Halis bey o mıntıkanın eşrafındandır. Akıllı, sözü dinlenen, sosyal ve insani yönü gelişmiş, hitabeti güçlü, yardımsever, tam bir toplum insanıdır. Yeğeni Ahmet’i bağrına basar. Çocuklarından ayrı tutmaz, hatta üstün tutar. Ahmet büyüdükçe ondaki cevher ortaya çıkmaya başlar. Dayısının, ağaların, beylerin, hocaların, memurların, söz ustalarının, halkın, hülasa toplumdaki her kesimin sohbetlerinde bulunur…

O artık gençtir. Ona Şeyh Ahmet, bazen de Annesine nispetle “Ahmed’ı Tırkı” denmektedir. Şeyh Ahmet; İnce ve uzuna yakın boyludur, yakışıklıdır.
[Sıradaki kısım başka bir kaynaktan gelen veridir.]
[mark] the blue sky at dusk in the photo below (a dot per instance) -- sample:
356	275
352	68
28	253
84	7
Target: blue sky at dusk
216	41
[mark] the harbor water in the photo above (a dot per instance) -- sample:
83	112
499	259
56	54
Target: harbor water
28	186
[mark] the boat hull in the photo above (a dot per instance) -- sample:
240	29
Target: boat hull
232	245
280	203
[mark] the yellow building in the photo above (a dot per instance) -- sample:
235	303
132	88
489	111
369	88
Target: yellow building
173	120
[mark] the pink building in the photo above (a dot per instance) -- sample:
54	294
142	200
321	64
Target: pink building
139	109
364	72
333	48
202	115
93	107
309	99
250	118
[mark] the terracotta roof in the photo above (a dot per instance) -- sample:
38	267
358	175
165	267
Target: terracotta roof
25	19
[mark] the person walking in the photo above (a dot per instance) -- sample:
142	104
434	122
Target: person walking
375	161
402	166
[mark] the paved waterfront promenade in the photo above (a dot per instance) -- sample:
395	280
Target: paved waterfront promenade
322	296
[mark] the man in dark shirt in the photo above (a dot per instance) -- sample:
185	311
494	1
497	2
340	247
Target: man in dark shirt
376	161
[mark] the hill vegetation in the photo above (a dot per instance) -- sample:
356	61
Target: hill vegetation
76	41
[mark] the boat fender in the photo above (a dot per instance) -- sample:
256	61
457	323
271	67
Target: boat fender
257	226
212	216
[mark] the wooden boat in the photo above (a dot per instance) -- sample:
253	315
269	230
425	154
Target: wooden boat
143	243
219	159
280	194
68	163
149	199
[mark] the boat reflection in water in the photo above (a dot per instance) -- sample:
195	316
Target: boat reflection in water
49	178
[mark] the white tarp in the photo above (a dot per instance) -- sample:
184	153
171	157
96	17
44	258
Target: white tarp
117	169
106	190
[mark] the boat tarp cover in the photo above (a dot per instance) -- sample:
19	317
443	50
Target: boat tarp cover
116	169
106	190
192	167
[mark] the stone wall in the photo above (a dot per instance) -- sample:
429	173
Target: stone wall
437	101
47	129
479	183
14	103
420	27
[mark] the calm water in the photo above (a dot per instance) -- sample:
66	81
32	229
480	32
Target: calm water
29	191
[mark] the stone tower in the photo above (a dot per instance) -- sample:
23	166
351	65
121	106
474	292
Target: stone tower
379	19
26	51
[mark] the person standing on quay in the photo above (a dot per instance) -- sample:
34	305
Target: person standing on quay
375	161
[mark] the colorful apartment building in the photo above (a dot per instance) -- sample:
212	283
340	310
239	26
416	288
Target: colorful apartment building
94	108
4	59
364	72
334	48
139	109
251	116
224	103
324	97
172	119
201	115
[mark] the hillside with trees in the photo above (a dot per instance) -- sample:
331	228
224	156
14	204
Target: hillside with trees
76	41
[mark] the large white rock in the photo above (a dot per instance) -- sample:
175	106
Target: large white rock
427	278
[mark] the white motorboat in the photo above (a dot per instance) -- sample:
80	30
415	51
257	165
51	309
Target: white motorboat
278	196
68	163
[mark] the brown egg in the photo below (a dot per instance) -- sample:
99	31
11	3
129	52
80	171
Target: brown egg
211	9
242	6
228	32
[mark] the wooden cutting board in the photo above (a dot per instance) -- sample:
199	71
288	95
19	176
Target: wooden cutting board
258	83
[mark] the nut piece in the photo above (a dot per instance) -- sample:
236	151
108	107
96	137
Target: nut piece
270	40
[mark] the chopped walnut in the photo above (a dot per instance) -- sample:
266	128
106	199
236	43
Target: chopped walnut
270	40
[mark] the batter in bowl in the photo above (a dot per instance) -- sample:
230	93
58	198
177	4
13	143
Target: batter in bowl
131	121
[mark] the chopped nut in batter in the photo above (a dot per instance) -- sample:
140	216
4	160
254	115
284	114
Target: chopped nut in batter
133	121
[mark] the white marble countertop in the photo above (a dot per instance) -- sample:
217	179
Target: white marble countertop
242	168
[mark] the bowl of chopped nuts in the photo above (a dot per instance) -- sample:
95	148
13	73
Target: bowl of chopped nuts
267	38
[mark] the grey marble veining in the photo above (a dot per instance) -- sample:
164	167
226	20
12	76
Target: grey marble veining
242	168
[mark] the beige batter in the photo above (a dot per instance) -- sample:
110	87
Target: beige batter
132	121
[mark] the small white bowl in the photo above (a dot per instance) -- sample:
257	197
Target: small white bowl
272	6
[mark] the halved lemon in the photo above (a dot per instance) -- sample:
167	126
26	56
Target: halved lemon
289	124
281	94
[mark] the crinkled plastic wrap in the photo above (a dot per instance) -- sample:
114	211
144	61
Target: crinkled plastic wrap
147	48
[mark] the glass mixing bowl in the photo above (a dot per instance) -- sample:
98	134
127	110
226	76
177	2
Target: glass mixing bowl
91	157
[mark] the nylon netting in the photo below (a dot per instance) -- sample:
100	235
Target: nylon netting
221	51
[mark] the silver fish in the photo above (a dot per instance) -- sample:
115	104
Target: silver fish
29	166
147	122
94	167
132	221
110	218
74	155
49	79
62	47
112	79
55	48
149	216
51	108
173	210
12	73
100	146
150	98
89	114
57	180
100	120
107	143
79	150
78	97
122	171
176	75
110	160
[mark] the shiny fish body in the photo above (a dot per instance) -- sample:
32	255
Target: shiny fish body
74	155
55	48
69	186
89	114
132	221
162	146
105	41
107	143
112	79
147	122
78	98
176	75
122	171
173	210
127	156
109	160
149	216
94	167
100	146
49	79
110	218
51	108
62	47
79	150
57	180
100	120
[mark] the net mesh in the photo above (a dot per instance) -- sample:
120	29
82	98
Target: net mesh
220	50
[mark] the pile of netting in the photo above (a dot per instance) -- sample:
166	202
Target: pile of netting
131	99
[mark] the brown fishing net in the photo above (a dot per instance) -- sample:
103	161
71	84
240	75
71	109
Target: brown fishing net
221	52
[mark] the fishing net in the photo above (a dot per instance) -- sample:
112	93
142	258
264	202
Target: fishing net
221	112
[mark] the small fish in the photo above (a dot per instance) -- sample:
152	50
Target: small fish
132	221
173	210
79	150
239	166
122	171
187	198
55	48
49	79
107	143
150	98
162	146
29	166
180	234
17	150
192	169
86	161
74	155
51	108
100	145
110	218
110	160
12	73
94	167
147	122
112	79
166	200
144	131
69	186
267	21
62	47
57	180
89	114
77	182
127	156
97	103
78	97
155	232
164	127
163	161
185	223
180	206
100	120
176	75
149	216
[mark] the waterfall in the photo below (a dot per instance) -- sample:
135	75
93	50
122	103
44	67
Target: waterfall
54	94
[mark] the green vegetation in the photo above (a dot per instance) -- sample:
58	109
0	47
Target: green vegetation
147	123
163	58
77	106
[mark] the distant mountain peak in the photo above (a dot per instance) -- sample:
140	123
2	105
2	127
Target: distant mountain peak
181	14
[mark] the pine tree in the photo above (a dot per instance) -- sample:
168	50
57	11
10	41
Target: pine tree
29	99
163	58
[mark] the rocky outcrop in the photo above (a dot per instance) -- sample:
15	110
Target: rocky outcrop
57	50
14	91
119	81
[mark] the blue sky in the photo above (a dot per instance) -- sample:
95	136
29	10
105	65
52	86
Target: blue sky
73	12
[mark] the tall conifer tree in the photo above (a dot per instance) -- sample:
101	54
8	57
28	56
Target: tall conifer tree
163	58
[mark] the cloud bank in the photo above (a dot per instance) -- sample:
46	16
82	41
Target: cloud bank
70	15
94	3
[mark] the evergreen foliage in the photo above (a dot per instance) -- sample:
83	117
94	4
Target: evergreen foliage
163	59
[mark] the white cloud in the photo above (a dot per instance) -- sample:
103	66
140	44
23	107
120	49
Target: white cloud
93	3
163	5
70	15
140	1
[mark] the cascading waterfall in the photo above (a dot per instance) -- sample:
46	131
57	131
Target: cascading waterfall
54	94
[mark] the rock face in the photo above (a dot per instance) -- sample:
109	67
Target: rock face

Çoğunlukla tatlı dilli ve güler yüzlüdür. Alnındaki çizgiler, Albert Einstein’ı anımsatır. Amcam olduğu için mübalağa ettiğim sanılmasın.  Allah tarafından Einstein’e verilen pozitif bilimsel zekânın mizah versiyonu Şeyh Ahmet’e verilmiş… Medeni cesareti yüksek olup, bütün ortamlarda rahat bir şekilde konuşabilmektedir. Bir miktar ilim tahsil etmiştir, lakin bunu hiç ön plana çıkarmaz. Müthiş bir espri anlayışı vardır. Bu nedenle sohbetlerin aranan simasıdır. Misafirliğe gittiği köylerde onu birkaç güne kadar bırakmazlar. Sohbete katıldığı kişileri; düşündürmekte ve gülmekten kırıp geçirmektedir…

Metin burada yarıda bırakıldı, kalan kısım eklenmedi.